Location in the United States
Riviera C.C. is located in California
Riviera C.C.
Riviera C.C.
Location in California

The Genesis Open, is a professional golf tournament on the PGA Tour, first played in 1926. Formerly known as the Northern Trust Open, Nissan Open, and originally known as the Los Angeles Open, it is played annually in February in Pacific Palisades, California. The tournament has been contested at the Riviera Country Club on a near-continuous basis since 1973. Hyundai Motor Group, based in South Korea, takes over sponsorship for the first time, after nine seasons from Northern Trust Corporation, based in Chicago, following a 21-year sponsorship by Nissan. Entertainer Glen Campbell was the celebrity host of the Los Angeles Open from 1971 to 1983.

History[edit]

Prior to World War II, the event led a nomadic existence in southern California, moving from course to course. The inaugural event 90 years ago in 1926 was played at Los Angeles Country Club in Los Angeles; in 1927 the event moved to El Caballero Country Club in Tarzana for the only time. In 1928, the event moved again to Wilshire Country Club, also in Los Angeles, and 1929 and 1930 saw the event's first foray to Riviera Country Club in Pacific Palisades before returning again to Los Angeles for the next decade. From 1931–33, the event alternated between Wilshire CC and Hillcrest Country Club, before returning to Los Angeles CC from 1934–36. From 1937–39, the event was played at Griffith Park before returning to Los Angeles CC in 1940. Babe Zaharias played in the 1938 event, being the first woman to play in a professional golf tournament for men.

In 1941, the event returned to Riviera CC and in 1942 was played again at Hillcrest CC before World War II intervened.
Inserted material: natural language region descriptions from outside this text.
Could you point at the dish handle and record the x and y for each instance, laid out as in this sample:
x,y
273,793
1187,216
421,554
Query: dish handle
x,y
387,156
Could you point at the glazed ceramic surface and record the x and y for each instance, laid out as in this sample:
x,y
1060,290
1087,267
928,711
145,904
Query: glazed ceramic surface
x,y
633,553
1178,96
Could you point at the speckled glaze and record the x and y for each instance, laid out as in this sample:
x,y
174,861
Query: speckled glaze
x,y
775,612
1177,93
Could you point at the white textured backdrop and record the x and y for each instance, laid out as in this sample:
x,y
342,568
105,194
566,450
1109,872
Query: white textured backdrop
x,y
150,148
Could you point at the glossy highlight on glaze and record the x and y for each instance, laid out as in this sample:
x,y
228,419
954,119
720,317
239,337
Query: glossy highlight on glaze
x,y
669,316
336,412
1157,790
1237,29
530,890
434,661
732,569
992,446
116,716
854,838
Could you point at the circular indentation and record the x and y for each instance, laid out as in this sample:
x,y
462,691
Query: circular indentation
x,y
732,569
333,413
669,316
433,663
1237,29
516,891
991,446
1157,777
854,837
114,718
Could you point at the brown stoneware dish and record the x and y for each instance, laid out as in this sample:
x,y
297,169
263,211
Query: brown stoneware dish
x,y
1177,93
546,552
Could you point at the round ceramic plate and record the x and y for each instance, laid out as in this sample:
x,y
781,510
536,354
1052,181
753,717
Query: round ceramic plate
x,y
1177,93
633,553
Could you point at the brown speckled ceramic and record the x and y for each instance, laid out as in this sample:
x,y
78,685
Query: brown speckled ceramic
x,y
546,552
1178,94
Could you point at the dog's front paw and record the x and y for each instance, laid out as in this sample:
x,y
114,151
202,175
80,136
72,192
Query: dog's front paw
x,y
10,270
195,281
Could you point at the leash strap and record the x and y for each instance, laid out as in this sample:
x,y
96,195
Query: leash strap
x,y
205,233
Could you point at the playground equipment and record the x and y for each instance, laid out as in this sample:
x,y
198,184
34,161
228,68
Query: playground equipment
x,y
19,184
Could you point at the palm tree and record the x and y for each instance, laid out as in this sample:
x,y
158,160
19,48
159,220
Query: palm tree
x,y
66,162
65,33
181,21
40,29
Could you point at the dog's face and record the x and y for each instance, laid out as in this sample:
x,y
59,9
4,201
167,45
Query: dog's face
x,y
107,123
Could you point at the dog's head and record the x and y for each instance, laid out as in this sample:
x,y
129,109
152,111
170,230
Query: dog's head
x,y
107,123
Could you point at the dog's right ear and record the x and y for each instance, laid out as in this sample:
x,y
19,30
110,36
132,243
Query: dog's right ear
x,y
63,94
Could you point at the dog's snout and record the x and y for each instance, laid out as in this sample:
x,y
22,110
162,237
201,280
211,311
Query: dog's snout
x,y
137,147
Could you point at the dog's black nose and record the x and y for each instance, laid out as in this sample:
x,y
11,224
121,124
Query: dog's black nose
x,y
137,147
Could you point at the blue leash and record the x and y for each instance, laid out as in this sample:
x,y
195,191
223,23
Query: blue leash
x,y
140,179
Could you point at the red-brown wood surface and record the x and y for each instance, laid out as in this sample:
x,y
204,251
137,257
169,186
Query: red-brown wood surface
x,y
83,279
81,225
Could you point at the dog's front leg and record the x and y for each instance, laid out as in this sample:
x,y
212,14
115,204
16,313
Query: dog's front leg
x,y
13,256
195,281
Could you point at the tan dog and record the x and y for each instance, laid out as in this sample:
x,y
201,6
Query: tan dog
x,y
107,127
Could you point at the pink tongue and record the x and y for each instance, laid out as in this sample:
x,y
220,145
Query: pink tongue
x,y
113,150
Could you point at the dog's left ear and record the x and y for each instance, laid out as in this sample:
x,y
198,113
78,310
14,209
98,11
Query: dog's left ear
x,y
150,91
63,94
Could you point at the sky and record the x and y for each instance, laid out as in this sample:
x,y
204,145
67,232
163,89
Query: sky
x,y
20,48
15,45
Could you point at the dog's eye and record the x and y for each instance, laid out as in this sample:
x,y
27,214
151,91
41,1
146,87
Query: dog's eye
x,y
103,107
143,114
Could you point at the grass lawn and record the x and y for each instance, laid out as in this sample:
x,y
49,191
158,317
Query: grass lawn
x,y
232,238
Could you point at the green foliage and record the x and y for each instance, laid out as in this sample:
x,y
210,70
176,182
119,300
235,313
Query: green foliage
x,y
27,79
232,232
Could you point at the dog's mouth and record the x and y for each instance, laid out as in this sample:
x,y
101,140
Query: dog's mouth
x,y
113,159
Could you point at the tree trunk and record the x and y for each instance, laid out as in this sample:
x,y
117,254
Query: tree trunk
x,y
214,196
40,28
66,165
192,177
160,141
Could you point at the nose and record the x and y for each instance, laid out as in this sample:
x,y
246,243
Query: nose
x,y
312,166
The event started up again in 1944 at Wilshire CC before spending the next 9 years (1945–53) at Riviera CC, which also hosted the U.S. Open in June 1948, won by Ben Hogan in a record score. In 1954, the event was played at Fox Hills Country Club on land that is now in Culver City and in 1955 moved to Inglewood Country Club. From 1956–72, the event returned to Los Angeles, being played at Rancho Park Golf Course, with the exception of 1968, which was at Brookside Golf Course in Pasadena.

In 1973, the event began its current relationship with Riviera CC, where it has been played every year since, except in years where it hosts majors (1983, Men's PGA Championship and 1998, U.S. Senior Open). In an effort to preserve the course, the 1983 event was played at Rancho Park Golf Course, and the 1998 event was contested at Valencia Country Club. In 1995, Riviera hosted the tour event in February and the PGA Championship in August. Although Riviera is slated to host a major golf championship in 2017 (U.S. Amateur Championship), the course will host the Genesis Open in 2017.[3]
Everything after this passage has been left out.